Estamos dando continuidade a publicação destes pequenos artigos que visam mostrar um pouco da escrita poética feminina no cenário nacional e mundial.
Pretendemos, tão somente, falar da emoção de nossas descobertas literárias ao nos depararmos com a vasta produção feminina na construção de uma identidade poética.
É antes de tudo, uma gota de perfume que permitirá ao leitor curioso, buscar essências a partir da publicação destes textos.
Ana Cristina César
Ana Cristina César nasceu no Rio de Janeiro, em 1952. Viveu entre Niterói, Copacabana e os jardins do velho Bennet.

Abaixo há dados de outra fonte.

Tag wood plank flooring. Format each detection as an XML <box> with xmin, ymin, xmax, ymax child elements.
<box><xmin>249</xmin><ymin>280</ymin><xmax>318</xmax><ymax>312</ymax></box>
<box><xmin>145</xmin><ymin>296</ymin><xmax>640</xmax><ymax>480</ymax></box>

Era poeta, tradutora e ensaísta. Alguns autores a consideram como representante da geração da poesia dita marginal. Ao meu ver, Ana Cristina César está além de definições ou rótulos. Era uma escritora intersticial. Não encontramos em sua escrita influências marcantes de outros autores, movimentos ou escolas literárias. Há um estilo Ana Cristina César de escrever. O seu discurso, quase sempre na primeira pessoa do singular, revela-nos sobretudo, um diálogo consigo mesma frente a sua visão e interação com vários mundos. Um mergulho interior amplificado em letras e cores destinados aos olhos de quem sente e percebe a palavra, para além dela própria. Ana Cristina valoriza a inquietude tão inerente, a quem busca na palavra esta tradução e verbalização do ser. Sobre ela, escreveu Cristina Mutarelli "Sua linguagem resiste a ondas e fórmulas fáceis. Ana queria a palavra depurada, decantava as coisas e, sabia, como Manuel Bandeira que extrair o sublime do cotidiano não é tarefa das mais fáceis”.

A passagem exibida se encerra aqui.